24 abril 2025

Serviço Nacional de Saúde: Passado, Presente e Futuro (Ação Socialista n.º 1707 de 24.04.2025)

 Autor (a): Mário Castro

Como profissional de saúde e sindicalista, a perspetiva sobre o Serviço Nacional de Saúde (SNS) em Portugal é moldada por anos de experiência e dedicação ao serviço público de saúde, sempre em prol de um sistema de saúde mais equitativo, acessível e universal. O SNS, criado em 1979, sempre foi um pilar essencial na promoção da saúde e no bem-estar dos cidadãos. Contudo, como qualquer outra grande instituição organizacional, enfrenta constantes desafios que exigem reflexão e ação.

Vivemos tempos de grandes mudanças, onde o discurso cada vez mais demagógico e perigoso sugere que tudo o que foi feito até agora é mau, que todo o sistema deverá mudar e que todas as organizações criadas ao longo dos anos da nossa democracia devem desaparecer. Esse discurso, propagado principalmente pelas redes sociais e pela extrema-direita, encontra também algum apoio na direita moderada, que muitas vezes se deixa levar pela espuma das ondas. No entanto, é crucial refletirmos sobre a importância de instituições como o SNS, que desempenham um papel fundamental na coesão da nossa sociedade. Num momento de incerteza e polarização, é necessário questionar se devemos realmente destruir o que foi construído, ou se, ao invés disso, deveríamos aprimorar e valorizar o que já temos.

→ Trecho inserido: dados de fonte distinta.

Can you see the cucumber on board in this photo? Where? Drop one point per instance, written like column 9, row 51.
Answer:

Passado: Universalização dos cuidados de Saúde/ A Construção de um Pilar de Equidade

Na sua fundação, o SNS foi concebido para assegurar o acesso universal e igualitário aos cuidados de saúde. Esta visão foi crucial num período em que muitos portugueses não tinham acesso a serviços de saúde. Com o tempo, o SNS conseguiu reduzir desigualdades, melhorar indicadores de saúde como a mortalidade infantil e aumentar a esperança de vida, refletindo o impacto positivo do investimento público na saúde.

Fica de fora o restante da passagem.